On. Dambruoso: anticorruzione, obbligatorietà dell’azione penale e prescrizione

13/09/2013 di Luca Tritto

Vi proponiamo la seconda parte dell'intervista rilasciata dall'On. Dambruoso, relatore della proposta di legge in materia di scambio elettorale politico-mafioso

On. Stefano Dambruoso

Grazie alla collaborazione con Cultura Democratica, vi proponiamo la seconda parte del’intervista all’On. Stefano Dambruoso

V. LEGGE ANTICORRUZIONE. La corruzione costituisce uno dei più grandi ostacoli alla crescita economica nel nostro Paese. Quali iniziative può porre in essere il Parlamento per proseguire nel percorso iniziato dalla legge 190/12 in tema di prevenzione e contrasto al fenomeno corruttivo?

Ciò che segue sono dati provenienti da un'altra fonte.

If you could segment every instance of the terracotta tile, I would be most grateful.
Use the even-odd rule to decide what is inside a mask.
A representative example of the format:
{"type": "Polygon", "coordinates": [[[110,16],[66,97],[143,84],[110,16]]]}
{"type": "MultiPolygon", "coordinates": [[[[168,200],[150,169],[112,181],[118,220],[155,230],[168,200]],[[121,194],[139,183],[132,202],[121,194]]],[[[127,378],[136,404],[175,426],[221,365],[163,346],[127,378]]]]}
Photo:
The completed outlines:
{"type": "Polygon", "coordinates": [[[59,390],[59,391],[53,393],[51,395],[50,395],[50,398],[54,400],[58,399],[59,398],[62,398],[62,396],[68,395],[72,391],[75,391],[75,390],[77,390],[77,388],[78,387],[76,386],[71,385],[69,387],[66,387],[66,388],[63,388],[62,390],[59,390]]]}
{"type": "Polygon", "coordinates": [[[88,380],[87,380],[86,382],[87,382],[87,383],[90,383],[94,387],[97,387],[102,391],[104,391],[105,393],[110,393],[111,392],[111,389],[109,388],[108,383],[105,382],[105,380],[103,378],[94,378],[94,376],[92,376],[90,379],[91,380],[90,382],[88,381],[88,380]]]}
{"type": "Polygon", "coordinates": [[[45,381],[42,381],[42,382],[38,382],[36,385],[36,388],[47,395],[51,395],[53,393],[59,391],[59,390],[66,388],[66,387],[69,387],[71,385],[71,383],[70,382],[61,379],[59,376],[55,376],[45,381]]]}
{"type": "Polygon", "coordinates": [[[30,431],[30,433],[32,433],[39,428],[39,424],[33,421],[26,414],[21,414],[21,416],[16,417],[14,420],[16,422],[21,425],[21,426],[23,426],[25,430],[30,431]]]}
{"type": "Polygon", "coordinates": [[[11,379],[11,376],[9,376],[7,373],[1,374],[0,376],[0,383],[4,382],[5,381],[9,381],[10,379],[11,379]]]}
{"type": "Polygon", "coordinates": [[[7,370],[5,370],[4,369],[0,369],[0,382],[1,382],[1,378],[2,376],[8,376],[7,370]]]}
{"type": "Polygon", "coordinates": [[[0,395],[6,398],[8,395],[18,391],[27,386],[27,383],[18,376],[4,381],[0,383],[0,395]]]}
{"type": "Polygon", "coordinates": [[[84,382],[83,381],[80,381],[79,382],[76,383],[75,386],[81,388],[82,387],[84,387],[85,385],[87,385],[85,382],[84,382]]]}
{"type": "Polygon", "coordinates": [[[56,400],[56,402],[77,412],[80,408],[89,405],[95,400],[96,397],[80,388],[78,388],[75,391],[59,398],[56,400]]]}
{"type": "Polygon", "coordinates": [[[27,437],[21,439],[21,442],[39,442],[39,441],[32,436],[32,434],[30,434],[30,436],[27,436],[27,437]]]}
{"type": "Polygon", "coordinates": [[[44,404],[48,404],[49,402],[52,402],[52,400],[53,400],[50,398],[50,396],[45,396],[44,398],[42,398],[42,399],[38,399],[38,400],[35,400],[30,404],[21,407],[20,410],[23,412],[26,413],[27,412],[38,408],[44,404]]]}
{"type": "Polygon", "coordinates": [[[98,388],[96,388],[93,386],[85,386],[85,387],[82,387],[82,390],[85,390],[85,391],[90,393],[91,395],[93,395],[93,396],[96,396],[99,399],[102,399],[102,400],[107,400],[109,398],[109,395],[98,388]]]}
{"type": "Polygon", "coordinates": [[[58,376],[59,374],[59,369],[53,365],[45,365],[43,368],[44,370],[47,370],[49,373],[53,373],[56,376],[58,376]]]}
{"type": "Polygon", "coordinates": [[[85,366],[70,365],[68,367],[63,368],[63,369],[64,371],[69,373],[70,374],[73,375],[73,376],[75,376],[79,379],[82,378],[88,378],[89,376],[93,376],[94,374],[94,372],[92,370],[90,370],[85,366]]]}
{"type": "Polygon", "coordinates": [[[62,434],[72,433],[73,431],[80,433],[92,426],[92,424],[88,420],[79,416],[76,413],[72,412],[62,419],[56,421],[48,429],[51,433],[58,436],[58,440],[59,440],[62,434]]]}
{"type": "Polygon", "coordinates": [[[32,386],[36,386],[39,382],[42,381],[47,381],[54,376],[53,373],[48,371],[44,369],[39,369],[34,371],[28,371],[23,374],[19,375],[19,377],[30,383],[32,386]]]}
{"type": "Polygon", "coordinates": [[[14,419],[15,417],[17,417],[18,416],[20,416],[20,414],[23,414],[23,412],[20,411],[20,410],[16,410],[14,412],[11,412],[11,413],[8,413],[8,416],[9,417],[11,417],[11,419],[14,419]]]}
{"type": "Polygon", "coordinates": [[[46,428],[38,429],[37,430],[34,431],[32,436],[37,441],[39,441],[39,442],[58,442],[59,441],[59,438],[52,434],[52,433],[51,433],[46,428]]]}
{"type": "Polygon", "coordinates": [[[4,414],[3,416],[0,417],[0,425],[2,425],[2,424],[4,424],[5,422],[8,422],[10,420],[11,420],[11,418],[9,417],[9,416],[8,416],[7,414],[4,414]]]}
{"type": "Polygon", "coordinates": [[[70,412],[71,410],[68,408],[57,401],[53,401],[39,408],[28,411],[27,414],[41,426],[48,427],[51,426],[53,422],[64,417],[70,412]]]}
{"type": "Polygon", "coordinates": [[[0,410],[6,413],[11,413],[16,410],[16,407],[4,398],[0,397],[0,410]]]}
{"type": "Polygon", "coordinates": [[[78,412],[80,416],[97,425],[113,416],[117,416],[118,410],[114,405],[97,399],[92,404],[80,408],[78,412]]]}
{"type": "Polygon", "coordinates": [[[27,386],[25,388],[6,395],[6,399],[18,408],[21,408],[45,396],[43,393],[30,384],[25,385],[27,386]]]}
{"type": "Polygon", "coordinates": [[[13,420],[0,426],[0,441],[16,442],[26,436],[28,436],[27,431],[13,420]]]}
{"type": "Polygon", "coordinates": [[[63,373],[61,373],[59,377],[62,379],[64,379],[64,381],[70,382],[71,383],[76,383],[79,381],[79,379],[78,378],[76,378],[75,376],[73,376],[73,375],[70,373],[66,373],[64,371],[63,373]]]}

Condivide l’auspicio di coloro che chiedono di eliminare la punibilità del privato vittima degli abusi del pubblico ufficiale nel reato di corruzione per induzione?

“La lotta alla corruzione è diventata una priorità nelle agende politiche internazionali, in quanto questo fenomeno, sempre più diffuso, mina la fiducia dei mercati e delle imprese e determina, tra i suoi molteplici effetti, una perdita di competitività per i Paesi. La legge 6 novembre 2012, n. 190, ha introdotto nel nostro ordinamento figure di reato già utilizzate nella maggior parte dei Paesi europei e da lungo tempo richieste in adeguamento alla normativa internazionale, quali, ad esempio, la concussione per induzione di cui al nuovo articolo 319 quater c.p. – che punisce sia il pubblico ufficiale o l’incaricato di pubblico servizio che induce il privato a pagare, sia il privato che dà o promette denaro o altra utilità – e il traffico di influenze illecite di cui all’articolo 346 bis c.p. – che sanziona la condotta di chi, sfruttando relazioni esistenti con un pubblico ufficiale o un incaricato di pubblico servizio, indebitamente fa dare o promettere, a sé o ad altri, denaro o altro vantaggio patrimoniale come prezzo della propria mediazione illecita ovvero per remunerare il pubblico ufficiale o incaricato di pubblico servizio. Personalmente ritengo opportuno, prima di apportare nuove modifiche ad una legge approvata da così poco tempo, verificarne l’efficacia ed eventualmente elaborare un complesso di modifiche che possano risolverne le eventuali criticità.”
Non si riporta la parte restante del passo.